A prosecutor’s point of view, the plea bargain is a trouble-free way to draw to a close the criminal case to conclusion. The prosecutor does not have to provide evidence for the case at hand beyond a shadow of a doubt. The effectiveness of a prosecutor is characteristically measured by how many victorious convictions of the criminal cases they can receive.
There are four distinctive types of Plea bargains and are listed below.
- Implicit Plea is where the defendant pleads guilty with the assumption the defendant will receive a lighter sentence.
- Sentence Recommendation is when the defendant gives a guilty plea and the prosecutor recommends a sentence to be carried out.
- Charge reduction-the prosecutor offers a charge reduction in exchange for a guilty plea.
- Judicial- the judge offers a specific guilty plea offer.

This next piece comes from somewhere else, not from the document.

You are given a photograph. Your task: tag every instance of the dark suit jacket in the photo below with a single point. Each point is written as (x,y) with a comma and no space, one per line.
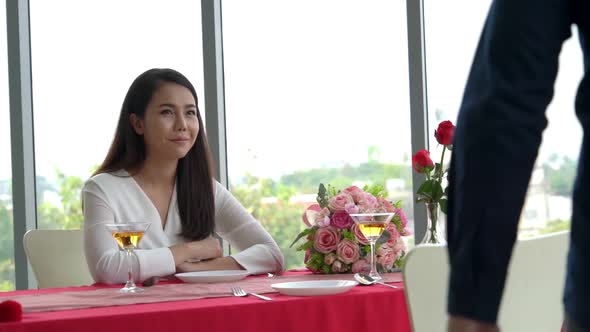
(498,134)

If the judge does not approve the agreement, the defendant may extract the guilty plea. The judge must approve or disapprove the plea agreement .The judge must also be sure the defendant understands each of the Constitutional rights that the defendant is giving up and that a factual basis exists for the charge. This must be done in open court.
In federal cases, the judges are not permitted to make plea bargains or do any negotiating with plea-bargaining. (18 U.S.C. Fed.R. CRIM.PR 11)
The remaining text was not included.